A not-for-profit, Canadian organisation, International Foundation for Online Responsibility (IFFOR), will be the policy-making authority for the .xxx TLD, says Lawley. IFFOR will be funded through .xxx domain name registration fees and will have its own board of directors, consisting of representatives from the online porn industry, child-safety community and the free speech community, says ICM Registry’s website.
IFFOR will have the somewhat split role of supporting free expression, creating a safe and protected environment for consumers within the domain, supporting business practises that protects children online and sponsoring anti-child pornography organisations, says the IFFOR website.
Registrants of the .xxx TLD are obliged to follow the rules set by IFFOR, and these will include safeguarding children, deploying accurate meta-tagging and not engaging in spoofing, phishing or fraud, says Lawley.
Liz Butterfield, executive director of the Internet Safety Group, says that because the application for .xxx has gone through ICANN’s rigorous process and has met the threshold for becoming a top level domain, the ISG sees no reason why it shouldn’t proceed.
“However, it is important to be realistic about what this can achieve,” she says.
“If the regulation of .xxx is effective, it may indeed mean that member organisations offer less links to illegal material such as child abuse images or bestiality, practice less inclusion of spyware, malware and diallers in downloads, make less attempts to trap unsuspecting children by having a domain name that is one keystroke off a legitimate children’s site.”

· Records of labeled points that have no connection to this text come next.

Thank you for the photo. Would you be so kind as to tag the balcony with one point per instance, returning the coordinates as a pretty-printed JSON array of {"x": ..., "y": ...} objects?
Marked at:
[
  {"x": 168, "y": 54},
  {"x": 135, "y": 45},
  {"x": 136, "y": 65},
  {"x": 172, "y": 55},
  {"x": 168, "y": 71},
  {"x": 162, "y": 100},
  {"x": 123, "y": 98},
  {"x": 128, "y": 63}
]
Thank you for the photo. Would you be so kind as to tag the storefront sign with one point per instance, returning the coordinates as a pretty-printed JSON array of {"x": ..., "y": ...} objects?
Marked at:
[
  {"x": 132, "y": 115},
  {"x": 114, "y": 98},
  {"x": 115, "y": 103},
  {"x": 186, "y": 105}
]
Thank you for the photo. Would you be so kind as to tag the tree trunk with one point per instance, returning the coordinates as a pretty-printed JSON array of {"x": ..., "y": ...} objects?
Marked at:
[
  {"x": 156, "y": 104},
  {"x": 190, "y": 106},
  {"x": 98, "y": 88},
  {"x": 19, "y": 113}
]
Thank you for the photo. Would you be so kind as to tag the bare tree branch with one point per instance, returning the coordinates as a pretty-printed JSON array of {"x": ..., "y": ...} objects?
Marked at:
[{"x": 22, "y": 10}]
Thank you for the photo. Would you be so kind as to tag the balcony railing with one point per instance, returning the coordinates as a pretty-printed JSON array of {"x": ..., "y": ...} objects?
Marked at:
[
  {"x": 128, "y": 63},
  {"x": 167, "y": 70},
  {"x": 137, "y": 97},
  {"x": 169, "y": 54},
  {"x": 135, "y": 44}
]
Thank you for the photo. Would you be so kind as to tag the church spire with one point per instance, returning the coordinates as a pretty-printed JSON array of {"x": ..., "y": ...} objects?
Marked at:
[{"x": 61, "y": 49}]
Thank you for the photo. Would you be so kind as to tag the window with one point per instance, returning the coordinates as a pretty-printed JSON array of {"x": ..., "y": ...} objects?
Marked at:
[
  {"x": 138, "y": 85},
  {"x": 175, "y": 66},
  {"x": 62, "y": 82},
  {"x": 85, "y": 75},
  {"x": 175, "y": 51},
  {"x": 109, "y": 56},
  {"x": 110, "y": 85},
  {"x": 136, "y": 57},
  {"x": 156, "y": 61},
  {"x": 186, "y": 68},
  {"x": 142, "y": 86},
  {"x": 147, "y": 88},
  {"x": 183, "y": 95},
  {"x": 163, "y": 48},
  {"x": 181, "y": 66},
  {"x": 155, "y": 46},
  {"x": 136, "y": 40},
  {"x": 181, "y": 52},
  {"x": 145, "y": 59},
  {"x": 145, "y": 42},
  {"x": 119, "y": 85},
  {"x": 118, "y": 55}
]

She thinks it unrealistic that .xxx will have much impact reducing the illegal trade in child pornography.
“Whether .xxx will make pornography easier to filter will depend on how many pornographers choose to use .xxx.”
Keith Davidson, executive director of InternetNZ, says that the .xxx application has met the guidelines and should “probably proceed”.
Frank March, senior specialist advisor at the information technology policy group, Ministry of Economic Development, says that the government doesn’t have a view of the .xxx TLD issue. “It is a matter for ICANN to decide,” he says. “The New Zealand government recognises ICANN’s right to make decisions of that sort.”
His personal view is that .xxx could possibly have a small positive effect, depending on the capability of ICM Registry to enforce the code of behaviour it says will be required for .xxx websites.
“It’s not likely that the .xxx TLD will make the current situation any worse,” March says.
The worst outcome of .xxx is that it will be completely neutral and have no effect, he says.